The world’s top iron ore exporter cut its outlook for global steel demand, joining a growing chorus of warnings that trade tensions and slowing growth are hitting the sector hard.
“Risks to the outlook have risen in recent months, as a range of potential downsides emerge,” the Australian government said in a quarterly report, citing trade tensions, the possibility of an earlier-than-expected global downturn and prospects of a U.S. recession. World steel production and consumption will be lower than previously expected this year and next, it said
GLOBAL STEEL CONSUMPTION 2019 2020 2021
New forecast 1.763b tons 1.780b tons 1.801b tons
Previous forecast 1.804b tons 1.803b tons 1.807b tons
Top steelmakers globally have painted a bleak outlook for the sector as the prolonged trade war drags on growth and a first-half jump in iron ore prices hurt profits. Output in China, which accounts for more than half the world’s steel, faces competing pressures as falling domestic consumption is set against rising export prospects and potential stimulus measures, the report said.
As well as trade tensions, potential catalysts for a sharper global downturn include slowing U.S. growth, high debt in China, and a deterioration in Germany and other European countries, the Department of Industry, Innovation and Science said in the report. The overall effect remains difficult to project as many countries are likely to respond with stimulus measures that typically involve infrastructure development and greater production of steel, it said.
CHINESE STEEL PRODUCTION 2019 2020 2021
New forecast 911m tons 902m tons 930m tons
Previous forecast 940m tons 930m tons 926m tons
On the raw materials side, iron ore prices -- that surged to more than $120 a ton this year after a fatal dam disaster in Brazil and supply disruptions in Australia -- are set to fall. The department predicts prices will drop to $57.50 a ton in 2021 and $61.40 in 2020 from an average $80.10 this year as the market returns to balance, maintaining forecasts from its June quarterly report. Projections refer to spot ore with 62% content, FOB Australia
The view from Australia, the world’s biggest iron ore shipper, joins other bearish outlooks. Morgan Stanley and Macquarie Group Ltd. rank iron ore among their least-preferred commodity picks and China’s largest manufacturer of special steel products has predicted a drop in prices in 2020.

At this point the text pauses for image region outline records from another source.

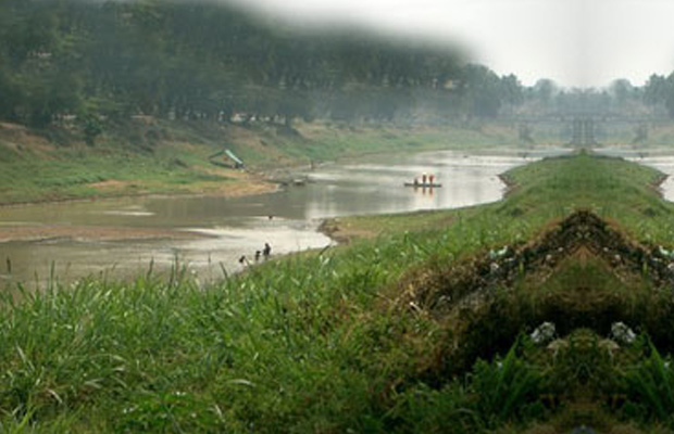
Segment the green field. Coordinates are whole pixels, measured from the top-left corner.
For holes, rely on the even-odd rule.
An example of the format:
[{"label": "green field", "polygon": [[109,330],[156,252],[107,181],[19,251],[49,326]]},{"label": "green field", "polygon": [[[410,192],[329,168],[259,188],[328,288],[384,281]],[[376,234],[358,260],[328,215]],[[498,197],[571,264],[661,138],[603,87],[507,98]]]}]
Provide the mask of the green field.
[{"label": "green field", "polygon": [[670,432],[660,175],[581,154],[508,177],[502,202],[341,219],[378,235],[208,288],[178,268],[4,298],[2,431]]},{"label": "green field", "polygon": [[[246,194],[262,173],[369,153],[516,144],[508,125],[485,127],[348,127],[129,120],[89,146],[63,129],[0,125],[0,204],[138,194]],[[223,149],[247,173],[213,165]],[[226,163],[222,161],[221,163]],[[241,188],[244,188],[241,190]]]}]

China’s iron ore imports are set decline through 2021 and the country’s steel mills will use more scrap, according to the report. Australia’s exports are forecast to contract this year, albeit a smaller decline than previously predicted, before increasing in 2020 and 2021, it said.
Fresh evidence of the pressure China’s steelmakers are facing emerged on Monday as the industry’s purchasing managers’ index showed a contraction for a fourth straight month. The overall gauge was 44.2 for September, well below the level of 50 that’s the dividing line between shrinkage and expansion.
Other forecasts from the report:
With the supply of high-grade iron ore from Brazil heavily disrupted, Chinese steelmakers have pivoted to lower-grade ores, leading to a reduction in the price premium for higher grades.Vale SA’s assets in northern Brazil continue to operate without issues and could potentially ramp up output through a restart at Brucutu and greater use of dry tailings stackings. At least one-third of the supply cut in the wake of January’s dam disaster is expected to persist for several more years.Vale, and potentially other iron ore producers, will focus on shifting from wet to dry processing over the next three years. While this will divert resources away from other potential expansions and may lead to some drag on Brazilian output in the short term, it is likely to improve stability of global supply in the longer term. India is set to become a significant influence on global iron ore markets as it industrializes. The country is expected to remain a small net importer of iron ore from 2020 onward.